Ak Parti kurucu üyelerindendim. Mustafa Elitaş il başkanlığı yaparken onunla birlikte görev yaptım. ARGE başkanlığı yaptım. 2006 yılında partideki görevimden ayrıldım. 2018’den sonra da burada bir şeyler yanlış gidiyor diyerek üyelikten de ayrıldım. Bizler partiyi üst düzey yerlere koyuyorduk, çok misyonlar yüklemiştik. Ancak bunun böyle olmadığını, etraftan gelen eleştirilere kulak tıkadığımı, ancak bu eleştirilerin doğru olduğunu fark ettim.

2006’da ayrıldım dediniz, neden 2006?

Kongrede iki ayrı ekip çıktı. Olaylar biraz çirkinleşti. Ben 2006’da partideki görevimden ayrıldım ancak gönül bağı dedikleri şey devam ediyordu. 2018’de ilkokul öğretmenim bana ‘Çok yakında bir erken seçim yapılacak, seçim sonrasında da Türkiye’yi çok büyük mali kriz bekliyor’ dedi. Ben tabi inandıklarımdan ödün vermedim.  Sonrasında gerçekten erken seçim oldu ve çok büyük mali sıkıntılar yaşandı. Ben orada ‘Acaba ben yanlış tarafta mıyım? Hocamın dediği her şey çıkıyor’ düşündüm. Bizler o zaman köprüye, yola karşı çıkılır mı modundayız. Ama zaman çok geçmedi ki bizler de doğruları gördük. O insanlar köprüye değil, yapılış yöntemine, maliyetine karşı çıkıyorlar.

Artık dışarıdan bir gözle bakmaya başladınız…

Buradan sonra boşluğa düştüm. Düşünmeye başladım. Birazda olaylara dışarıdan bakmaya çalışınca gerçekler gün yüzüne çıktı. Sonrasında Ali Babacan’ın parti kuracağı söylentileri vardı ki biz Ali Babacan’ı 2004’lerde bizlere örnekti. Dünyayı tanıyan bilen, 33 yaşında bakan olan bir insandı. Aslında partide bu denli başarı hikâyesi yazan iki adam var. Birisi Ali Babacan diğeri Mehmet Şimşek. Sonrasında artık Ak Parti’nin benim ideolojik düşüncelerimi karşılamadığımı hissettiğim için tamamen ayrıldım.

ARGE başkanlığı yaptınız, hazırladığınız bir rapor vardı…

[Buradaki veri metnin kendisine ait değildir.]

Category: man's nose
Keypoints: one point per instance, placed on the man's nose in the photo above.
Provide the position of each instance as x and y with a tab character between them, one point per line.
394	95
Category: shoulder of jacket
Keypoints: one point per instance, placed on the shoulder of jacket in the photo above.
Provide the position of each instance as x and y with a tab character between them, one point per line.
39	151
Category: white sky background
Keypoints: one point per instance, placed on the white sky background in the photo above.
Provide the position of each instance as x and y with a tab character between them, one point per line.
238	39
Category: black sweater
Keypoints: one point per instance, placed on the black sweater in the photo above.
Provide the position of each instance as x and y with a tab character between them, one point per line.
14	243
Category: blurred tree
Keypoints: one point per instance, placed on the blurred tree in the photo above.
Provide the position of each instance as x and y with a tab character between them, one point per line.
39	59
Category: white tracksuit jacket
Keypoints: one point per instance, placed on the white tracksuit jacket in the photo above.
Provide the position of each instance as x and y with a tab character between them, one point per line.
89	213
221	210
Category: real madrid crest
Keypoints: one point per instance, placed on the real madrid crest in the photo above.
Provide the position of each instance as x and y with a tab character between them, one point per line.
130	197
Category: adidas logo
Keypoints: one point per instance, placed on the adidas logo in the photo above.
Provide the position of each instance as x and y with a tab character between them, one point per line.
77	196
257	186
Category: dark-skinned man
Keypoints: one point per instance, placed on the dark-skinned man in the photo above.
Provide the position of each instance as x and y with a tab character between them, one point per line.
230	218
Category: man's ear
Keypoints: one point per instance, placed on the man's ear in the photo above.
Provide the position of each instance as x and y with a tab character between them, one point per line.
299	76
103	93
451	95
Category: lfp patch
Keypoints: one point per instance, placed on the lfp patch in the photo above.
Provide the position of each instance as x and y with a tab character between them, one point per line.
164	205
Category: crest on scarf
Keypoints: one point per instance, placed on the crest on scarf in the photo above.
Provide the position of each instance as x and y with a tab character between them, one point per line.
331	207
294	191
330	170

2002 yılında Avrupa Birliği ve Yerel yönetimler yasası hakkında çok detaylı bir rapor hazırladım ben. 20 tane büyük iş adamıyla görüşerek bir rapor hazırladım. Bu raporu da Abdullah Gül’e sunduğum da ‘Genel merkez seviyesinde bir rapor’ dedi. Ak Parti’nin sonraki dönemlerinde benim hazırladığım ARGE Raporu çok büyük değer gördü. Hatta bununla ilgili bir anım var. Ben bu raporu hazırladım, ertesi gün dönemin il başkanına sunacağım. O akşam da bir televizyon kanalında o il başkanı programa katılmış. Sunucu sizin diğer partilerden farkınız ne diye sorunca, kamera masa üstünde kocaman ARGE Raporu yazan bir dosyayı gösterdi. Ben şok oldum, daha ben sunmadım bunlar nasıl aldılar diye. Sonrasında il başkanına ben size hazırladığım raporu vermedim, siz nereden aldınız dediğimde, “Kapağında ARGE yazıyor, altı boş. Kimse alıp da dosyayı incelemez” diyerek cevap vermişti. Çok şaşırmıştım.

Neden Ali Babacan?

Ali Babacan’ın yanında yer almam için benim iki nedenim var. Benim en çok önemsediğim nokta şu. Ali Babacan bakanlık yaptığı süre boyunca muhalif gazetecilerde dâhil hakkında bir tane bile suçlama yok. İkinci ise ben mühendisim; mühendis her şeyi bilen değil, neyi nerede bulacağını bilen kişidir. Maliyeden Sorumlu Genel Başkan Yardımcımız İbrahim Çanakçı diyor ki, “Doğrular birçok kez tecrübe edilip bulundu. Ekonomi ile ilgili tüm dünyada gelir geçer kurallar bellidir. Biz bu kuralları sadece Türkiye’ye entegre ettik” diyor. Bu söylemler zaten benim hayat tarzım. Ben neyi nerede bulacağımı bilirim. Dünya büyüdü artık, küreselleşen dünyada tüm bilgiye ulaşabiliriz. Yeter ki nerede, nasıl alacağımızı bilelim.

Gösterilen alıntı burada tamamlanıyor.